Non so a voi, ma a me è capitato di affannarmi e lamentarmi per il lavoro, o di essere nervoso perché avevo voglia di starmene tranquillo a vedere la tv e invece mia moglie si era sbizzarrita con gli inviti a pranzo, togliendomi la pace che bramavo. Succede infatti che delle piccolezze cambino il nostro umore perché siamo incapaci di guardare a ciò che abbiamo, di viverlo al cento per cento e di gustarlo da sobri. È come se fossimo costantemente ubriachi, con quel “mi gira tutto” che offusca doni belli come la salute, la famiglia, l’amore. Non riusciamo a renderci conto di questo stato di ebbrezza perché siamo sempre proiettati al domani, o scontenti per qualcosa che ci manca.
La natura umana è questa ed è ciò che L’unica, più di ogni altra cosa, vuole mettere in risalto. È come se il film diretto da Stephanie Laing ci dicesse, attraverso una storia struggente ma con la giusta dose di umorismo, “vivete l’oggi belli ché il domani non vi appartiene”. E quando la protagonista si dà ansante alla ricerca di un futuro partner per l’amore della sua vita, il goffo e ingenuo Sam, è come se di fatto stesse buttando il suo oggi. L’unica non è un film che merita di essere ricordato negli annali del cinema, sia chiaro, e forse molti lo potrebbero considerare il solito film d’amore strappalacrime, perfetto da vedere con la dolce metà muniti di coperta e cioccolata calda, fiacco e privo di personalità propria.

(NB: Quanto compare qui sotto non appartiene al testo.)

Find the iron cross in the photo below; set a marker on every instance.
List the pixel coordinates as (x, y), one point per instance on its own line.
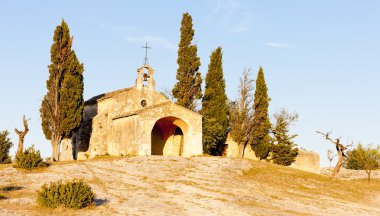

La storia di Abbie e Sam è però verosimile. Da qualche parte del Mondo c’è davvero qualcuno che ha vissuto o sta vivendo lo strazio della loro situazione, e più vicino di quanto immaginiamo c’è senz’altro chi si sobbarca una storia ancora più angosciante, distruttiva. Nonostante ciò il film ci conduce a un punto in cui Abbie riesce addirittura a ritenersi fortunata, godendosi – seppur arrancando – gli ultimi giorni della sua vita. D’altro canto anche quelli facevano parte della sua permanenza su questa Terra, e gettarli via sarebbe stato un peccato mortale. La malattia viene inizialmente vissuta dalla protagonista come una fase della vita utile a pianificare in qualche modo il futuro del suo amato per quando lei non ci sarebbe più stata, ma accetta umilmente di prendere vere “lezioni di cancro” durante le sue uscite con il vecchio Myron (Christopher Walken), che le consente di vedere il suo dramma con un’ottica diversa. “Sto morendo da più tempo di te, quindi so farlo meglio”, la punzecchia con fare da dottorino neolaureato.
È così che si toglie quel velo dagli occhi, quella patina che fondamentalmente non le permette di vedere ciò che ha nella sua vita, e non è quel tumore che piano piano gliela sta succhiando via. La fortuna di avere un uomo accanto che, nonostante il travaglio, continua a donarle gratuitamente il suo amore. È così che L’unica ci interroga, come un minaccioso agente dell’FBI che si sfrega le mani prima di darci un bel pugno sulla guancia:
“Apprezzi quel che hai? E, soprattutto, vivi l’oggi?”